Simon Willison’s Weblog: Andrej Karpathy’s initial impressions of Grok 3

Source URL: https://simonwillison.net/2025/Feb/18/andrej-karpathy-grok-3/
Source: Simon Willison’s Weblog
Title: Andrej Karpathy’s initial impressions of Grok 3

Feedly Summary: Andrej Karpathy’s initial impressions of Grok 3
Andrej has the most detailed analysis I’ve seen so far of xAI’s Grok 3 release from last night. He runs through a bunch of interesting test prompts, and concludes:

As far as a quick vibe check over ~2 hours this morning, Grok 3 + Thinking feels somewhere around the state of the art territory of OpenAI’s strongest models (o1-pro, $200/month), and slightly better than DeepSeek-R1 and Gemini 2.0 Flash Thinking. Which is quite incredible considering that the team started from scratch ~1 year ago, this timescale to state of the art territory is unprecedented.

I was delighted to see him include my Generate an SVG of a pelican riding a bicycle benchmark in his tests:

Tags: andrej-karpathy, llms, ai, generative-ai, pelican-riding-a-bicycle

AI Summary and Description: Yes

Summary: The text discusses Andrej Karpathy’s analysis of xAI’s Grok 3, positioning it as a competitive model in the landscape of advanced AI, particularly among large language models (LLMs). The rapid development of Grok 3 is noteworthy, offering insights valuable for professionals in AI and security.

Detailed Description: The analysis provides several points of significance regarding the performance and implications of Grok 3, developed by xAI.

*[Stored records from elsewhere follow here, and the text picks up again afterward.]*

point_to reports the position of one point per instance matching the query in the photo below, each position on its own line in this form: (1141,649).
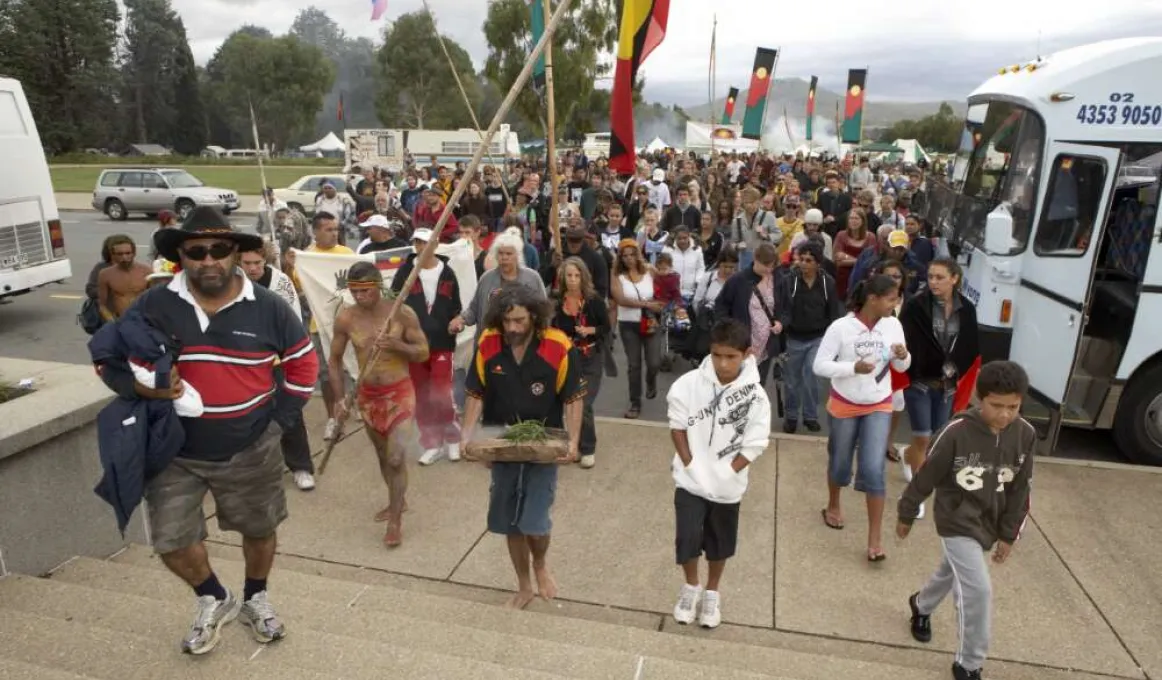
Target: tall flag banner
(729,114)
(642,29)
(761,76)
(537,21)
(852,130)
(810,107)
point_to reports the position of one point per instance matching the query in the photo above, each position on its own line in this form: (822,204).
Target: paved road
(42,326)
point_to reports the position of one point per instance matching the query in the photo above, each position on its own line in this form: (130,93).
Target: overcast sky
(915,49)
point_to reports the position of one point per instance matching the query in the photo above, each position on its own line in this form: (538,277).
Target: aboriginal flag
(642,29)
(537,22)
(730,106)
(810,107)
(852,130)
(761,76)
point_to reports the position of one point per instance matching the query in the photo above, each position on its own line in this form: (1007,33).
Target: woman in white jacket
(856,355)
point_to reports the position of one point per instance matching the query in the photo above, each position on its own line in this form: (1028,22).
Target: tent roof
(329,143)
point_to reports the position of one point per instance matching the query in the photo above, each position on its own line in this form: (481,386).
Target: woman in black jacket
(941,333)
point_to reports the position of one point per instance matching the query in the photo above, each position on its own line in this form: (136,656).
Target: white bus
(31,240)
(389,148)
(1060,238)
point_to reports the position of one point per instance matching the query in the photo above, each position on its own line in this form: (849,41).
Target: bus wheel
(1138,424)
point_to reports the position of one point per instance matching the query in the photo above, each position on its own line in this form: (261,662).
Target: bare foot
(521,600)
(546,585)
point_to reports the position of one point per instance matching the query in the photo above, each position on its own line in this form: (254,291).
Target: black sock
(210,586)
(253,587)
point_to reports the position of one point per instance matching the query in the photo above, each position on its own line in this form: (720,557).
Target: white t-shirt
(640,291)
(429,279)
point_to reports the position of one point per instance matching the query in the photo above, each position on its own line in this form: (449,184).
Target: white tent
(330,143)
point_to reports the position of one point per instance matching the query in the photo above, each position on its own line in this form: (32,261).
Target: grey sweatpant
(965,572)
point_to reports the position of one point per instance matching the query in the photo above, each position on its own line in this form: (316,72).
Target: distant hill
(791,94)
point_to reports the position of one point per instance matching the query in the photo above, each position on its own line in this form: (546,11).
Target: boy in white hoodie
(719,420)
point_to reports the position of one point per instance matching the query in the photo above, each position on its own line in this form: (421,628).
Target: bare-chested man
(119,285)
(386,396)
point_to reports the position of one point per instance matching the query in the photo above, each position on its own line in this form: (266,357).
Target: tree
(420,90)
(939,131)
(282,78)
(63,55)
(588,33)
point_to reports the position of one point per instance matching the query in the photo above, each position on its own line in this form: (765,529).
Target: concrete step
(163,621)
(134,588)
(91,651)
(694,649)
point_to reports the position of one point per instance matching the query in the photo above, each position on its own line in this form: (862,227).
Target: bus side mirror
(998,231)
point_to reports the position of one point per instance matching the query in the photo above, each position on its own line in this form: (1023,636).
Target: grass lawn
(242,179)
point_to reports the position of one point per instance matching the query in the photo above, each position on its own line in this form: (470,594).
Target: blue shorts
(927,408)
(521,499)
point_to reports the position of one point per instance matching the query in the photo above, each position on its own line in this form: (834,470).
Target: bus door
(1058,273)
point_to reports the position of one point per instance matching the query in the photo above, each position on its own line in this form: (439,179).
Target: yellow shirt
(332,250)
(790,230)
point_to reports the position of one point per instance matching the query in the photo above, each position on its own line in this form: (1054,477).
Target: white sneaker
(711,615)
(687,603)
(431,456)
(303,480)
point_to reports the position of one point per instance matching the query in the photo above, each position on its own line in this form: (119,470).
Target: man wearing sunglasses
(230,333)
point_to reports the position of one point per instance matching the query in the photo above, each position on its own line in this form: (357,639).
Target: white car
(300,195)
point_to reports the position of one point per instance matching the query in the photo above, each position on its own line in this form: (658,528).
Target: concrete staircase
(122,618)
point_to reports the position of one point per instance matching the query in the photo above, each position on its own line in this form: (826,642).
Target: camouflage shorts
(248,494)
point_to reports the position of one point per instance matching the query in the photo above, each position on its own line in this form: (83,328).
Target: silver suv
(121,191)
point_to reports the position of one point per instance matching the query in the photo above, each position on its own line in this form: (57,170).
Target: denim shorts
(866,435)
(927,408)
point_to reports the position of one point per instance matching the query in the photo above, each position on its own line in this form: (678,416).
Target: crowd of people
(752,267)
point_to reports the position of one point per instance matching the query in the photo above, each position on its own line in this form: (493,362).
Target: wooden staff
(467,102)
(554,219)
(430,248)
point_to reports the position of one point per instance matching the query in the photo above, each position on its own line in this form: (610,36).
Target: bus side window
(1069,215)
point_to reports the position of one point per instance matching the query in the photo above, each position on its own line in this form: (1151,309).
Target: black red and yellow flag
(642,29)
(730,106)
(761,76)
(852,130)
(810,107)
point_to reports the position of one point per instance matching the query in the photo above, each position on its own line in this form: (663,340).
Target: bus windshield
(999,160)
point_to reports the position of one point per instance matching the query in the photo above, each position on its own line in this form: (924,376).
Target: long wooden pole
(467,102)
(430,249)
(554,219)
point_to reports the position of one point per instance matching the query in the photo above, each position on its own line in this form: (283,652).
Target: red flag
(643,28)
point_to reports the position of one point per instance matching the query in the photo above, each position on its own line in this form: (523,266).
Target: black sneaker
(922,627)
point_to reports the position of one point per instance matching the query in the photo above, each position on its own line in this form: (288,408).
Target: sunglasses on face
(220,250)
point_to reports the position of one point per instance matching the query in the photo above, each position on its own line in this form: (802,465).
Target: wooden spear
(430,249)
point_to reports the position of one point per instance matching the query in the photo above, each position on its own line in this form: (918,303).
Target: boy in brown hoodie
(980,466)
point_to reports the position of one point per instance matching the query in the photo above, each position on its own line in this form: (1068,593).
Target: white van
(31,241)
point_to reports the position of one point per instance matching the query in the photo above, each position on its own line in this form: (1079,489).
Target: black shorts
(704,527)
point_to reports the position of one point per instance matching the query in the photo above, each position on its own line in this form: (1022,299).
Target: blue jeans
(927,408)
(865,435)
(802,385)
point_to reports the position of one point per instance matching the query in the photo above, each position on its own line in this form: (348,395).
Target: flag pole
(430,249)
(554,219)
(464,94)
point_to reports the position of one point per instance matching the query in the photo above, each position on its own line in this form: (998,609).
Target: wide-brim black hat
(202,222)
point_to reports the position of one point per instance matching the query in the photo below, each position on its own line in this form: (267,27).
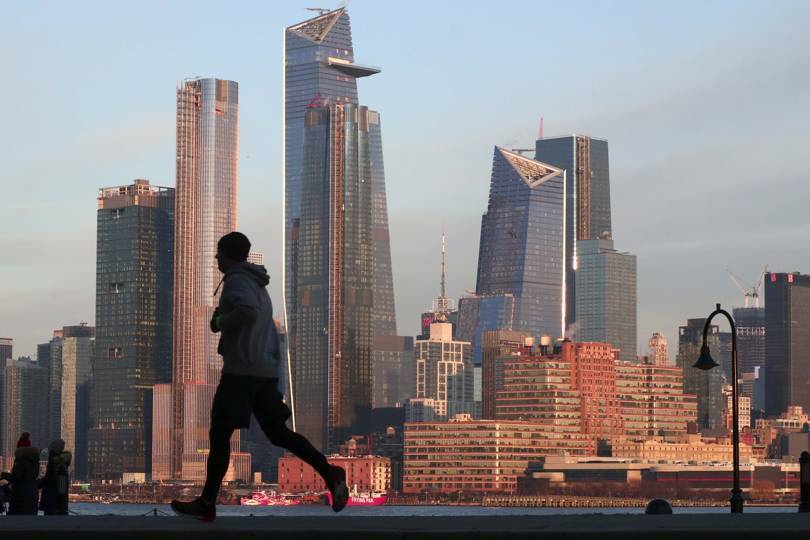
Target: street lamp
(706,362)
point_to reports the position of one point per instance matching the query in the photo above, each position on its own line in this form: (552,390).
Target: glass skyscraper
(587,214)
(787,342)
(134,255)
(320,83)
(606,296)
(332,368)
(205,210)
(522,245)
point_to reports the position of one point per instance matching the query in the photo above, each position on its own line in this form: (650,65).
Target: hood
(63,458)
(27,452)
(256,272)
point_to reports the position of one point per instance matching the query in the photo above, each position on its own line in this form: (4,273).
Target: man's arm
(245,310)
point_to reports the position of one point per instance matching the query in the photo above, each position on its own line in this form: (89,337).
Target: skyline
(666,299)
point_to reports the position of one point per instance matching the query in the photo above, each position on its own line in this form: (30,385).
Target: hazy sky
(706,106)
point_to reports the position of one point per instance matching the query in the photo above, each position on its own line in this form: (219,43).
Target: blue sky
(705,105)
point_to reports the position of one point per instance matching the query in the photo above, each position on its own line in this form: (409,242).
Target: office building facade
(587,206)
(706,385)
(606,296)
(787,342)
(444,372)
(523,241)
(205,210)
(133,350)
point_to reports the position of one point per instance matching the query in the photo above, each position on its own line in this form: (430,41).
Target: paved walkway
(622,527)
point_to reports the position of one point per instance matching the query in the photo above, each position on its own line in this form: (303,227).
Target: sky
(705,104)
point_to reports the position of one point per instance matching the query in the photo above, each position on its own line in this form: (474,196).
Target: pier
(571,527)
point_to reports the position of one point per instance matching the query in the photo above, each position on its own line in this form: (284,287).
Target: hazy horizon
(705,107)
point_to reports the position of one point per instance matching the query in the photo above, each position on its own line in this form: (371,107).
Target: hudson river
(89,509)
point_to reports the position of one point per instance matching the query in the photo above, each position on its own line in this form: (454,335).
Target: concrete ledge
(569,527)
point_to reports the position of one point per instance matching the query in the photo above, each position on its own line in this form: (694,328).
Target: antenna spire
(443,275)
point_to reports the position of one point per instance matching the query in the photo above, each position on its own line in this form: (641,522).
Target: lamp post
(705,362)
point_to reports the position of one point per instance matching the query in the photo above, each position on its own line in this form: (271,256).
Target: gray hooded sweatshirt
(249,343)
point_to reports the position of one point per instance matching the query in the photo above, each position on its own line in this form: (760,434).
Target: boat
(363,499)
(261,498)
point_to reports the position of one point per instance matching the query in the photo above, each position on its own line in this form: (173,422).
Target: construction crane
(749,293)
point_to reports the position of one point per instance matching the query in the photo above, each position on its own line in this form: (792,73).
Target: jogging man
(249,345)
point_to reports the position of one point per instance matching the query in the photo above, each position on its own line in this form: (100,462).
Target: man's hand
(215,321)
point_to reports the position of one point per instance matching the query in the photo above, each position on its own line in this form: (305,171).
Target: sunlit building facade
(587,206)
(480,456)
(205,210)
(653,402)
(320,94)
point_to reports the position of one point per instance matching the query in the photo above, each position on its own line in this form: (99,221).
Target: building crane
(749,293)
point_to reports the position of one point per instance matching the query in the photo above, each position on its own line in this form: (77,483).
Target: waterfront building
(393,371)
(205,210)
(658,349)
(574,389)
(22,402)
(706,385)
(606,296)
(689,449)
(787,341)
(368,474)
(587,198)
(133,349)
(653,402)
(521,251)
(444,372)
(480,456)
(497,344)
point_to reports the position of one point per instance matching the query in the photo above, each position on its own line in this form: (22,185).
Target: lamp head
(705,362)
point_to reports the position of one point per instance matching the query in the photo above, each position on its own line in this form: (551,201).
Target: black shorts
(238,396)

– **Rapid Advancement**: Grok 3 has achieved state-of-the-art performance in approximately one year, a swift timeline for AI model development.
– **Competitive Analysis**: Karpathy compares Grok 3’s capabilities with advanced models, including those from OpenAI and other competitors. This emphasis on direct comparison highlights the evolving nature of AI capabilities and the competitive landscape.
– **Test Prompts**: Karpathy conducted several tests using various prompts, including a notable one involving generating SVG images. This exemplifies the system’s generative capabilities, which are critical in understanding how generative AI can be applied across different contexts.
– **Benchmarking**: The inclusion of unique benchmarks to test AI performance, like generating a specific image, enriches the discourse on evaluating AI systems.

For AI professionals focusing on LLMs, this commentary underscores the importance of continuous benchmarking and keeping abreast of rapid developments in AI capabilities, particularly in security contexts where model performance can influence risk assessments and compliance measures.